Sigara yapraklarına yazılan kitap
İlk şiir yazan kitabını sigara yapraklarına Fatma, "Hayata Dönüş Operasyonu" sırasında İstanbul'da olduğunu belirterek, "O dönemde arkadaşlar dediler ki 'hiçbir şeyinizi yanınıza almayın' fakat ben şiirlerimi yanıma aldım. O zamanlar şiirlerimle ölmek istediğimi söyledim" sözlerini ifade etti. Şiirlerini ayakkabısının bir bölümüne saklayan Fatma, "Aranmamak için direndim. O zamanlar bir Türk arkadaşım da vardı. İkimize de büyük hakaret ve işkencelerde bulundular. Sonuçta şiirleri kurtardık fakat ben hep arkadaşım için vicdan azabı çektim. 'Keşke benim yüzümden o işkencelere maruz kalmasaydı' dedim hep" şeklinde konuştu.
'Kürtçe yazan kadınların sayısı artıyor'
Dünyada ve Kürdistan'da kadın eserlerinin azlığına dikkat çeken Fatma, "Bu durum kadının düşünemediği veya hissetmediği anlamına gelmez.
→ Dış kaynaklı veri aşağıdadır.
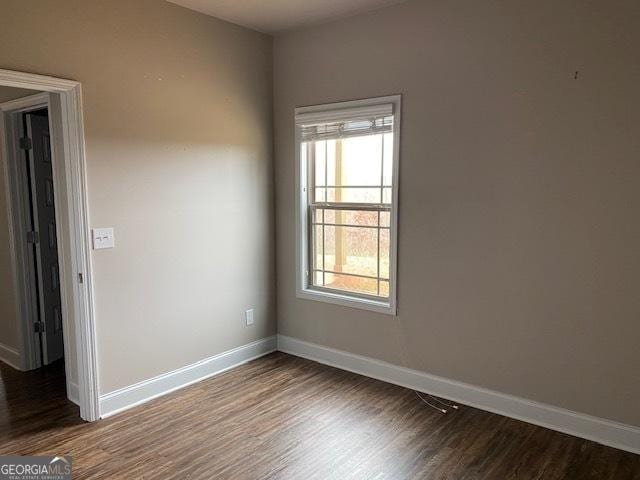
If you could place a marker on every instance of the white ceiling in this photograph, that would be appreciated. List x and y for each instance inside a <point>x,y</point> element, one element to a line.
<point>277,16</point>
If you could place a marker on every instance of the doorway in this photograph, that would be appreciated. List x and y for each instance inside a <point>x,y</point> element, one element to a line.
<point>42,157</point>
<point>40,216</point>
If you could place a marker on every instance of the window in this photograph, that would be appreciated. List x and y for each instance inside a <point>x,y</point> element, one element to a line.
<point>347,202</point>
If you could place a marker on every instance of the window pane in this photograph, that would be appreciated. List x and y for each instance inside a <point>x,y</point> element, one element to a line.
<point>385,248</point>
<point>384,289</point>
<point>388,159</point>
<point>320,163</point>
<point>352,217</point>
<point>368,286</point>
<point>385,219</point>
<point>361,161</point>
<point>387,195</point>
<point>351,250</point>
<point>317,247</point>
<point>353,195</point>
<point>331,161</point>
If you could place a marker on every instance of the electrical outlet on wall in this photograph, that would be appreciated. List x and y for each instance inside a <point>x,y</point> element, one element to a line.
<point>248,317</point>
<point>103,238</point>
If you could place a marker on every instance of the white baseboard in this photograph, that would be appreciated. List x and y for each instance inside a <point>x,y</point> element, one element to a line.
<point>10,356</point>
<point>606,432</point>
<point>127,397</point>
<point>73,392</point>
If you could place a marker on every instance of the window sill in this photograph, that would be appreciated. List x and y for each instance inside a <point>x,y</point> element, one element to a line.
<point>347,301</point>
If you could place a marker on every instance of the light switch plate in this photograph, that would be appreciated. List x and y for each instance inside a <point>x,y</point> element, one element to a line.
<point>103,238</point>
<point>248,317</point>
Kadının yaratma gücü elinden alınmıştı fakat şimdi kadın buna karşı direniyor ve yaratıyor" dedi. Fatma bundan 10-15 yıl önce Kürtçe yazan kadın sayısının bir elin parmak sayısını geçmediğini fakat şimdi bu sayının oldukça artığını ve birçok yeni yazarı henüz tanımadığını söyledi. Gençler arasında da dil bilincinin geliştiğini de sözlerine ekleyen Fatma, "Birçok edebiyat dergisi çıkıyor. Gençler Kürtçe eserleri takip ediyor, değerlendiriyor ve bu eserlere büyük değer veriyorlar " diye belirtti.
'Cizre Kürt edebiyatın ruhudur'
Cizre'de olmanın mutluluğunu paylaşan Fatma, son olarak şunları dile getirdi: "Şu an ruhum huzur içinde evini bulmuş gibi. Cizre'ye 16 yaşımda gerillaya katılmak için gelmiştim. Cudi dağına doğru yol aldığımda şehrin ışıklarına bakıp 'bu şehir benim' dedim. Cizre Kürt edebiyatının ruhudur. Cizre Mem û Zîn'in evidir. Melayê Cizîrî de burada o da Kürt dilinin aşkıdır. Mezopotamya'nın can damarı Dicle Nehri burada. Bunları anlatmaya sözcükler yetmez fakat zaten bunların kendisi sözcüklerin ruhudur."